The tower was older than the city. Much, much older. Where the city’s walls were of finely cut stone that was yet to show wear, lichen and moss covered the pockmarked, ancient grey stone of the tower.
A single door at the bottom of the tower had long ago been shut and locked and a spell woven about the lock so that it could never be unlocked until the world had wholly changed.
There was one window high in the tower. The pattern of the lead could not be seen from the ground, but some, if they squinted in just the right light, could see that a few of the panes had been shattered by storms during the long, long years.
Some even said that they saw a figure at the window sometimes.
She sat at the spinning wheel while the world went scurrying about beneath her window. The city spread out like a tapestry beyond the window of her tower. Houses, businesses, and squares had formed through the years and, though they lived in the shadow of the tower, most forgot that it was there. It was simply a strange part of the landscape.

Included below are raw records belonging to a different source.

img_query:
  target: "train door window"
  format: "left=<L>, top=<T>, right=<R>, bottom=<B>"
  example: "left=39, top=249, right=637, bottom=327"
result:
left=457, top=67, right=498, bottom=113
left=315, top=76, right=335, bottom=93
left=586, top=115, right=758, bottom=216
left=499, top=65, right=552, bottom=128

The wisps of straw that she spun into the finest of yarns and knotted into patterns were coloured by snatches of voices and music that drifted up from the city, by emotions that she remembered, by the birdsong and thunder and wind and rain and other nature sounds that drifted in through the broken window — blue, silver, and gold.
The dark clouds came without warning and, with it, a foul air that made people dash inside, locking their houses and peering in fear through the windows as a figure of pure midnight approached. There were no stars anymore, no moon, no night sky with wisps of silver clouds.
On the darkest night the figure came to the door of the tower and hammered on it.
She rose from where she had been kneeling and knotting the fine threads, went to the window, and pushed it open for the first time in a hundred years.
She peered down at the void the figure left. “Think you won this time?” she called out to the figure with its large eyes and long beak.
A laugh that emanated from the bowels of the earth shook the city. “I've won. The darkness is complete. You will bow to me.”
She stepped from the window and then, with a flash of light, the threads she had woven fell from the window and rose with the winds to cover the darkness of the night sky.
And the woven stars shone.
Welcome to the first Fiction Sunday!
I hope that you enjoyed reading “The Woven Stars”.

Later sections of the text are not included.